Bayesian inference for LDA is intractable. And I mean really really deeply intractable in a way that nobody has figured or is ever likely to figure out how to solve.
Before sending me a “but, but, but, …” reply, you might want to bone up on the technical definition of Bayesian inference, which is a bit more than applying Bayes’s rule or using a prior,
- LingPipe Blog: What is Bayesian Statistical Inference?
and on computational intractability, which is a bit more involved than a program being slow,
- Wikipedia: Computationally Intractaability.
The reason Bayesian inference for LDA is intractable is that we can’t effectively integrate over its posterior. And I don’t just mean there’s no analytic solution; there rarely is for interesting Bayesian models. But for some models, you can use numerical techniques like MCMC to sample from the posterior and compute a posterior integral by averaging.
Posterior sampling doesn’t work for LDA. I know, I know, you’re going to tell me that lots of smart people have applied Gibbs sampling to LDA. You might even point out that LingPipe has a Gibbs sampler for LDA.
Yes, these systems return values. But they’re not sampling from the posterior according to the posterior distribution. The number of modes in the posterior makes comprehensive posterior sampling intractable.
And I’m not just talking about what people call “label switching”, which refers to the non-identifiability of the indexes. Label switching just means that you can permute the K indices corresponding to topics and get the same model predictions. It adds another layer of intractability, but it’s not the one that’s interesting — the real problem is multimodality.
So what does everybody do? Some use Gibbs sampling to take a single sample and then go with it. This is not a Bayesian approach; see the description of Bayesian inference above. It’s not even clear you can get a single effective sample this way (or at least it’s unclear if you can convince yourself you have an effective sample).

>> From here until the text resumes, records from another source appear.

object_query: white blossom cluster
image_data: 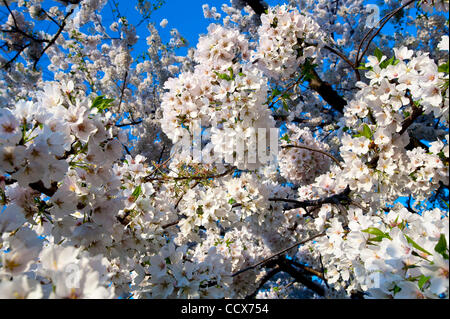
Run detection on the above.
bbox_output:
[297,205,449,299]
[254,5,326,80]
[278,125,331,184]
[0,0,450,298]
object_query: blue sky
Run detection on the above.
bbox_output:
[103,0,284,54]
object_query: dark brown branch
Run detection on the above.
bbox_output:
[245,266,281,299]
[33,9,74,69]
[398,103,423,135]
[281,145,343,169]
[117,70,129,112]
[244,0,267,21]
[324,45,361,81]
[309,69,347,113]
[278,259,325,296]
[269,186,350,208]
[231,232,326,277]
[145,166,236,182]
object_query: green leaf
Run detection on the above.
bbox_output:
[373,48,383,61]
[214,71,232,81]
[91,95,114,112]
[380,57,395,69]
[131,185,142,199]
[405,235,432,255]
[434,234,448,259]
[418,275,431,289]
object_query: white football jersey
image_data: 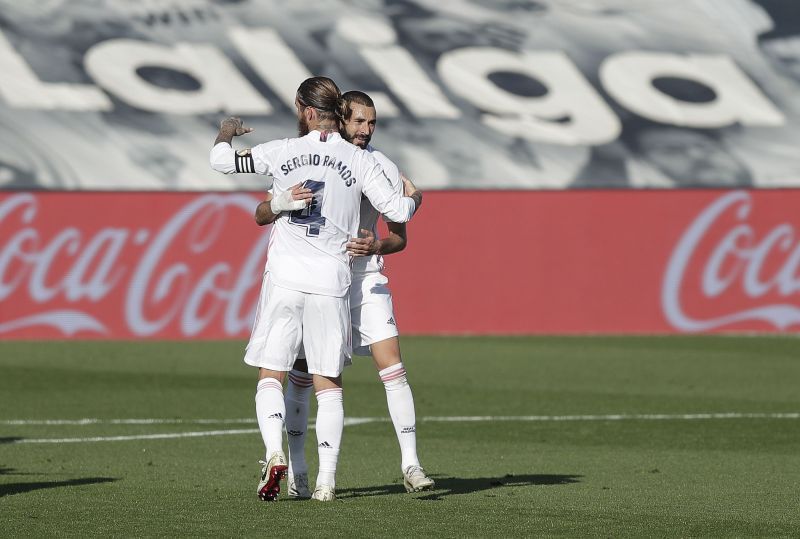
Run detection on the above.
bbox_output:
[353,144,404,274]
[210,131,416,297]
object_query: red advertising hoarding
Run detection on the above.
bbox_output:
[0,190,800,339]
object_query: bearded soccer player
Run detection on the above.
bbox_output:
[259,91,434,498]
[210,77,422,501]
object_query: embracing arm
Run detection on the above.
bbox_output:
[209,118,256,174]
[347,222,408,256]
[363,163,422,223]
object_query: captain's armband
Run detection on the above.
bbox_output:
[234,148,256,173]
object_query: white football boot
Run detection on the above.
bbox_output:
[403,466,435,492]
[311,485,336,502]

Others use variational inference to compute an approximate posterior mean corresponding to a single posterior mode. Variational inference approximates the posterior variance as well as the posterior mean. But alas, they don’t work that way for LDA, where there is no meaningful posterior mean due to lack of identifiability.

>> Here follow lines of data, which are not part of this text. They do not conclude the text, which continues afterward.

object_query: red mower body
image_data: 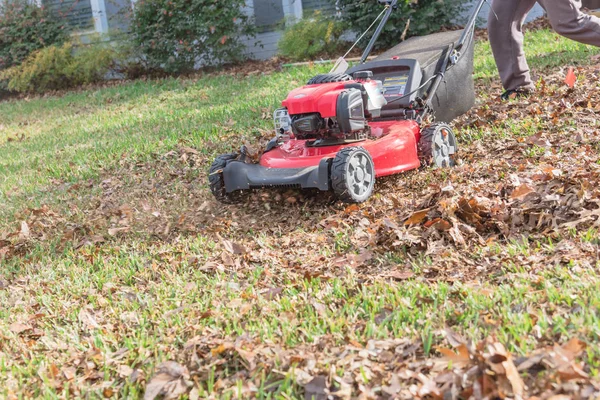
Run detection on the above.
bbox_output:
[260,120,421,177]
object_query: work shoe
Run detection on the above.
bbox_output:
[500,88,533,101]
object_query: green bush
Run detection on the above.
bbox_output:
[0,43,116,93]
[0,0,69,70]
[331,0,464,49]
[131,0,254,73]
[278,12,344,60]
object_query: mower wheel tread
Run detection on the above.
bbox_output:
[418,122,456,167]
[208,153,243,204]
[330,146,375,203]
[306,74,352,85]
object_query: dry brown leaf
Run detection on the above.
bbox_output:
[304,375,329,400]
[108,226,130,236]
[223,240,246,254]
[404,208,431,226]
[144,361,192,400]
[8,322,33,335]
[510,183,535,199]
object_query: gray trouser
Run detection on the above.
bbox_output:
[488,0,600,90]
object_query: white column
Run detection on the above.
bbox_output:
[90,0,108,34]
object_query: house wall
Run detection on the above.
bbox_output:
[0,0,552,59]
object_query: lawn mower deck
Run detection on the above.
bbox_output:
[209,0,484,203]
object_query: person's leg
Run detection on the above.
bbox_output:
[539,0,600,46]
[488,0,540,91]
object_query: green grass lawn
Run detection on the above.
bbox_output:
[0,30,600,399]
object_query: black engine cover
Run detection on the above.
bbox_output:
[336,89,367,134]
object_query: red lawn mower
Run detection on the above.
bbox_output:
[209,0,485,203]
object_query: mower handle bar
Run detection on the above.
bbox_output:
[360,0,487,64]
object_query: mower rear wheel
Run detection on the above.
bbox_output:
[331,146,375,203]
[208,153,244,204]
[419,123,458,168]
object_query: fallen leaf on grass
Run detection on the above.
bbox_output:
[565,67,577,88]
[510,183,535,200]
[19,221,31,240]
[8,322,33,335]
[404,208,430,226]
[223,240,246,254]
[304,375,329,400]
[78,308,100,329]
[108,226,129,236]
[144,361,192,400]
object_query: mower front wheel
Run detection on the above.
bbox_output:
[208,153,244,204]
[331,146,375,203]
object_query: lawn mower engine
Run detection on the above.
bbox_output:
[275,71,387,146]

So what to do? The output of LDA sure does look cool. And clients do love reading the tea leaves, even if you obfuscate them in a word cloud.

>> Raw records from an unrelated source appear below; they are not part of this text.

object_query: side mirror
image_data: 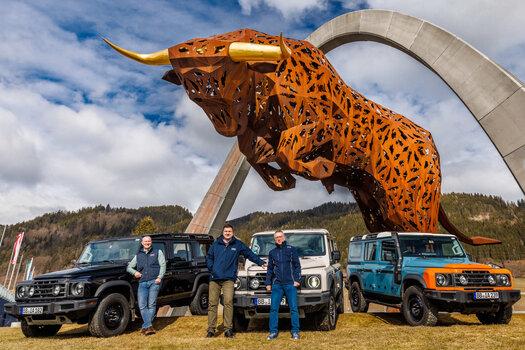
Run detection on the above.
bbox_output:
[332,250,341,261]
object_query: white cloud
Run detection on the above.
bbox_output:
[238,0,327,20]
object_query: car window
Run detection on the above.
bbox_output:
[365,242,377,261]
[173,242,191,261]
[350,243,363,260]
[381,240,396,261]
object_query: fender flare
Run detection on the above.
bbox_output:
[95,281,135,305]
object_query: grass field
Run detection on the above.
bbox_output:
[0,313,525,350]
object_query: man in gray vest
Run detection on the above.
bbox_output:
[126,236,166,335]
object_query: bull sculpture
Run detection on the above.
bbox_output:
[104,29,500,245]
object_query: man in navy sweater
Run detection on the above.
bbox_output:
[266,230,301,340]
[206,224,266,338]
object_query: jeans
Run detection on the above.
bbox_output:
[208,280,234,333]
[137,280,160,328]
[270,284,299,333]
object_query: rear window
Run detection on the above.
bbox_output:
[349,242,363,260]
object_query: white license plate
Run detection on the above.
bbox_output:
[20,306,44,315]
[474,292,499,300]
[255,297,286,306]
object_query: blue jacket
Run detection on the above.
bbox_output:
[266,241,301,286]
[206,235,264,281]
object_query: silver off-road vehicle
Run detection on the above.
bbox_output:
[233,229,344,331]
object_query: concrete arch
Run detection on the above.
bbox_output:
[306,10,525,193]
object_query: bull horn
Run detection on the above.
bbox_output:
[102,38,171,66]
[228,33,292,62]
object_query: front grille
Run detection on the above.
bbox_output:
[454,271,493,287]
[30,280,66,300]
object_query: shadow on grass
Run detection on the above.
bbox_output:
[370,312,479,327]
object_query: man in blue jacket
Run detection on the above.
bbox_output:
[206,224,266,338]
[266,230,301,340]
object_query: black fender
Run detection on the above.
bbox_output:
[401,275,427,296]
[95,281,135,306]
[191,272,211,297]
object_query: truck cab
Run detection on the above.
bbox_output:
[347,232,520,326]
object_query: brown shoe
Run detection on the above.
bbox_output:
[144,327,157,335]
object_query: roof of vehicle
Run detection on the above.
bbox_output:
[89,233,215,243]
[350,231,456,241]
[252,228,333,236]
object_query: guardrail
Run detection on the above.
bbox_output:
[0,285,15,302]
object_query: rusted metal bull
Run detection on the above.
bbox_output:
[104,29,500,245]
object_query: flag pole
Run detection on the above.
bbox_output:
[13,253,24,289]
[0,225,7,247]
[4,241,15,286]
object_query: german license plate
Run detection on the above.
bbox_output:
[255,297,286,306]
[20,306,44,315]
[474,292,499,299]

I only implemented Gibbs for LDA in LingPipe because it was all that I understood when I did it. But now that I understand Bayesian inference much better, I agree with the experts: just do variational inference. You’re going to get a lousy point-based representation of the posterior no matter what you do, but variational inference is fast.
Specifically, I recommend Vowpal Wabbit package’s online LDA algorithm, which is based on Matt Hoffman’s stochastic variational LDA algorithm. It’ll also be much much more scalable than LingPipe’s sampling-based approach because it works online and doesn’t need to store all the data in memory, much like stochastic gradient descent.
The algorithm’s clean and it’d be easy enough to add such an online LDA package to LingPipe so that we could compute topic models over dozens of gigabytes of text really quickly (as Matt did with Wikipedia in the paper). But I don’t know that anyone has the time or inclination to do it.